Foxx's fierce, funny, deeply felt performance deserves to be legendary. And he doesn't stop at technical wizardry. A skilled pianist, Foxx does Charles proud on the keyboard. And though he only moves his lips to Charles' vocals on hits such as "I Got a Woman," "What'd I Say," "Unchain My Heart" and "Georgia on My Mind," Foxx shifts from song to conversation with an ease that suggests channeling instead of mimicry. Foxx never stoops to tear-jerking as he cuts to the emotional core of Charles' story — his dirt-poor Georgia roots, his blindness since age seven, his battles with racism, his infidelities, his ruthless business dealings and his twenty-year heroin addiction.
Ray Charles, from his birth in 1930 to his death from liver disease in June, was a handful. His laundress mama, strongly played by Sharon Warren, never coddled him, even after Ray saw his brother drown in a tub of boiling wash water. And when blindness overtook Ray, she taught him to lean on his other senses. These flashbacks could have been maudlin, but Hackford (An Officer and a Gentleman), in top form, gives them a hard clarity that explains why Charles offered his trust rarely and never used a cane or a dog.
The early scenes of Ray on the road, making his name playing jazz in Seattle and insisting on being paid in singles so he could count them, are evocative and telling. Charles, who blended gospel and blues to become the genius of soul, became the genius of negotiation, dumping his mentors at Atlantic Records — Ahmet Ertegun (Curtis Armstrong) and Jerry Wexler (Richard Schiff) — for ABC-Paramount so he could own his masters.

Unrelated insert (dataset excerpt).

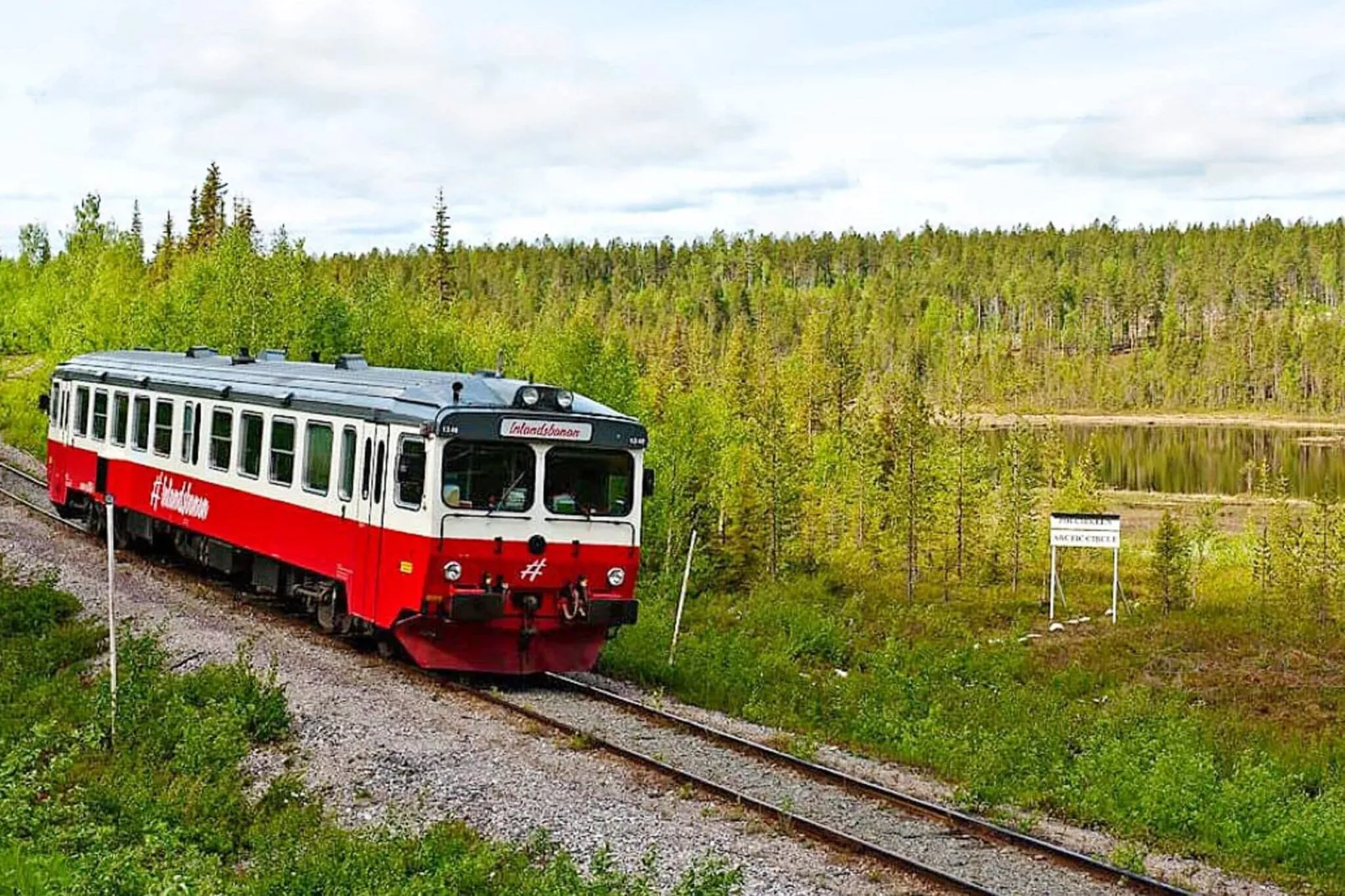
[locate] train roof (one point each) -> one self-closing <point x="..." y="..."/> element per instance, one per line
<point x="348" y="386"/>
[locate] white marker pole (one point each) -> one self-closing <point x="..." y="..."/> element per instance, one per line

Foxx doesn't flinch at showing how Charles could flash a childlike smile or hug himself with joy to mask a harsh agenda. His wife Della Bea (the magnificent Kerry Washington) had to endure his jones for junk and sleeping around. Charles could tell what kind of body a woman had by fondling her wrist, and he fondled a lot of wrists. Regina King is dynamite as Margie Hendricks, the volatile backup singer Charles hooked and discarded. he script, by Hackford and newcomer James L. White, doesn't always avoid tripping up on the trite, and at two and a half hours, the film is long and occasionally long-winded. But Hackford has the wisdom to go where the music takes him, and Foxx rides this winner to glory. Brother Ray is in very good hands.